As a development strategy proposed by China that focuses on connectivity and cooperation on a trans‐continental scale, the Belt and Road Initiative (BRI) has significantly boosted global trade and investment in recent years.
With a wave of trade protectionism sweeping across the world in recent years, causing global economic turmoil, China still adheres to economic openness, actively pushing toward economic globalization, and striving to build a more convenient and liberal environment for international trade and investment.
BRI is one of the most important tools for China to achieve that goal. About 125 countries and 29 international organizations have signed cooperation agreements with China on jointly building the Belt and Road, according to data published in March on China's official Belt and Road website.
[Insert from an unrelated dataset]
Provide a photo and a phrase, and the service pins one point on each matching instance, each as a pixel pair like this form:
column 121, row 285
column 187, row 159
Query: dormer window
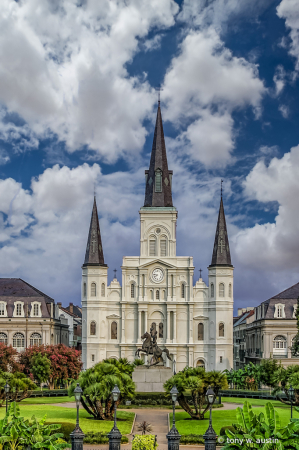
column 158, row 181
The total trade volume of goods between China and countries along the Belt and Road exceeded six trillion U.S. dollars from 2013 to 2018, according to a Ministry of Commerce (MOFCOM) statement on Thursday.
The average annual growth rate of trade between China and countries along the Belt and Road hit four percent during the 2013-2018 period, higher than the growth rate of China's foreign trade during the same period, accounting for 27.4 percent of China's total trade in goods, according to MOFCOM.
According to the Belt and Road Big Data Annual Report of 2018 from the State Information Center, BRI in 2017 connected 71 countries around the world, spanning across Asia, Europe, and Eastern Africa, and in total the BRI countries' foreign trade reached 9.3 trillion U.S. dollars in 2017, 27.8 percent of the total world trade volume.
Among the BRI countries, South Korea ranks first in terms of foreign trade volume, reaching over one trillion U.S. dollars in 2017, Singapore and India follows with 697 billion U.S. dollars and 617 billion U.S. dollars, respectively, the report showed.
In terms of trade commodities, the top import and export commodities among BRI economies fall in the same categories, including electronic machinery, sound recorder and reproducers, and televisions, followed by nuclear reactors, boilers, and other heavy machinery, based on the report.
Private enterprises in China have played a major role in trade with BRI economies. In 2017, China's private enterprises trade with BRI countries reached 619 billion U.S. dollars, representing 43 percent of the total trade volume between China and BRI countries. Foreign companies grabbed 36.6 percent of the trade pie, while state-owned enterprises got 19.4 percent of the market share.
BRI has greatly prompted the development of private economies in China and further opened its market to foreign companies.